Wednesday, January 8, 2014

Artificial Insemination Story Covered on Salt Lake City KUTV CBS Affiliate and University of Utah Releases a Statement

Coverage of the artificial insemination story (<< full story here) that I first wrote about yesterday is gaining steam. A segment just led the news on Salt Lake City's CBS Affiliate KUTV.  It included an audio interview with Pam Branum. (View here.) 

In conjunction with this coverage, the University of Utah released a statement. Here it is in its entirety:

"Since April 2013, the University of Utah has been investigating credible information regarding the possible mislabeling or tampering of a semen sample at RMTI (Reproductive Medical Technologies, Inc.), a private andrology lab owned by a University faculty member (now deceased). The facility was a private laboratory located in Midvale, Utah. While not owned or operated by the University, the University contracted with RMTI for specimen preparation and semen analysis. Additionally, RMTI prepared semen samples for private physician offices throughout the community, not University physicians.

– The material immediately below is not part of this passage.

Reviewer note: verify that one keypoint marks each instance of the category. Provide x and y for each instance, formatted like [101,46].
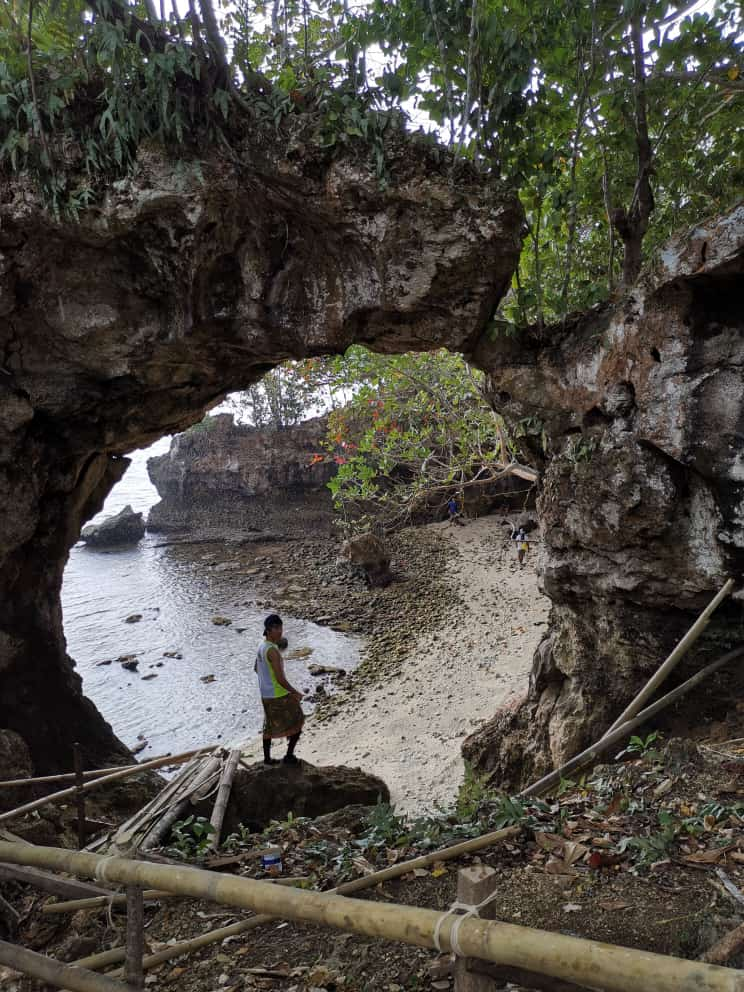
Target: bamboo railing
[585,962]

Through genetic testing, a woman who received artificial insemination (AI) in 1991 discovered the biological father of her child was not her husband, as she had assumed. She traced the genetics of her child to a man who was a former employee of the now-defunct RMTI, which may have prepared the AI sample. The man in question was also a part-time employee of the University from 1988-94.

There are no remaining records from RMTI to prove the claim and the man in question has been deceased since 1999. Consequently, it is unknown how this incident might have happened. In addition, there is no evidence to indicate this situation extends beyond the case in question. We understand this information has been upsetting for the family and other clients of RMTI. We want to help alleviate this distress by providing professional genetic testing for RMTI clients who were treated between 1988 through 1994.

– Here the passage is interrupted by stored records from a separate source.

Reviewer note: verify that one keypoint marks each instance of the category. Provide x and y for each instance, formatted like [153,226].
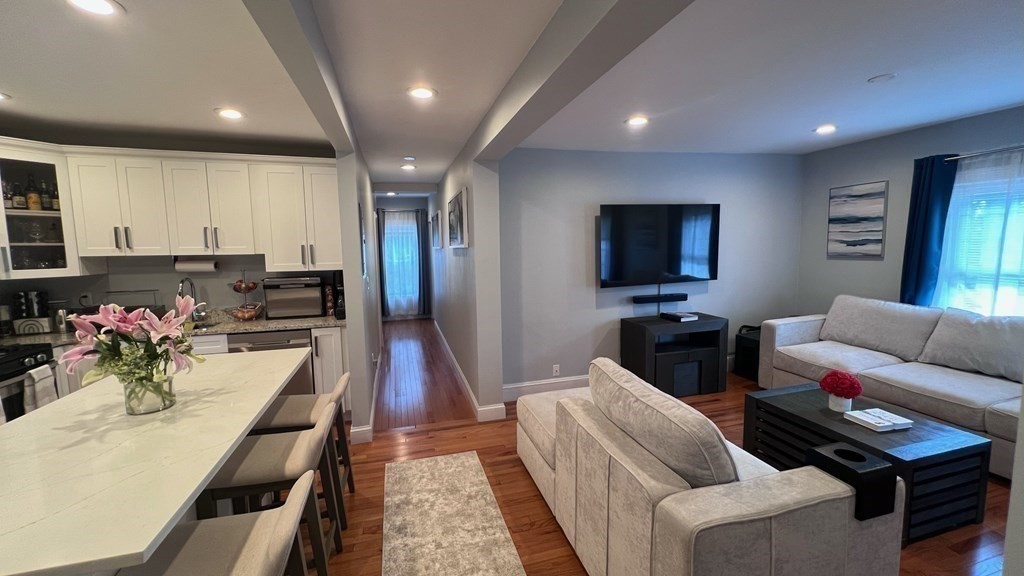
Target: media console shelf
[678,358]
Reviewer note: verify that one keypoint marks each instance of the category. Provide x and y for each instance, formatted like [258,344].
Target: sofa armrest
[784,332]
[796,522]
[606,489]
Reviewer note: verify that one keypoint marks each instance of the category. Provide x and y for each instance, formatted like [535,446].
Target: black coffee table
[945,468]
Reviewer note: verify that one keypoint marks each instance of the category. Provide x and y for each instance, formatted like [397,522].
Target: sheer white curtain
[982,264]
[401,262]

Concerned individuals should contact the University of Utah Andrology Lab at 801-587-5852."

Although there are some discrepancies from my perspective, I believe that this statement is a good start. It is my understanding that Thomas Lippert worked at the clinic from 1986 through1997, so I'm not clear as to why they are only offering genetic testing to those who were clients between 1988 -1994.

This part of the statement is obviously concerning, "RMTI prepared semen samples for private physician offices throughout the community" because it seems to imply that others could potentially be affected by Tom's actions who were not direct clients of the RMTI clinic. 

From my perspective, independent genetic testing might be a better option since the DNA samples of Tom's relatives are already in the three major genealogy DNA databases (see sidebar for links). If the potentially affected families take the university up on its offer of genetic testing (I assume this would be traditional paternity testing) and they learn that the presumed father is not the biological father of their child, then they will need to undergo further testing to determine if Tom Lippert is the biological father. It may be preferable to endure the anticipation of one test instead of two under these stressful circumstances. Of course, the families will undoubtedly carefully consider this and decide what they feel is best. I just want everyone to be aware that there are affordable options. 

Business Insider also picked up the story

For anyone who believes that they may be affected and would like to be in touch with the Branums, please consult this site


  1. Also saw CNN covered it today, Jan. 10.

  2. It is irrelevant whether or not the University owned the lab ir contracted its services--they still had responsibilities.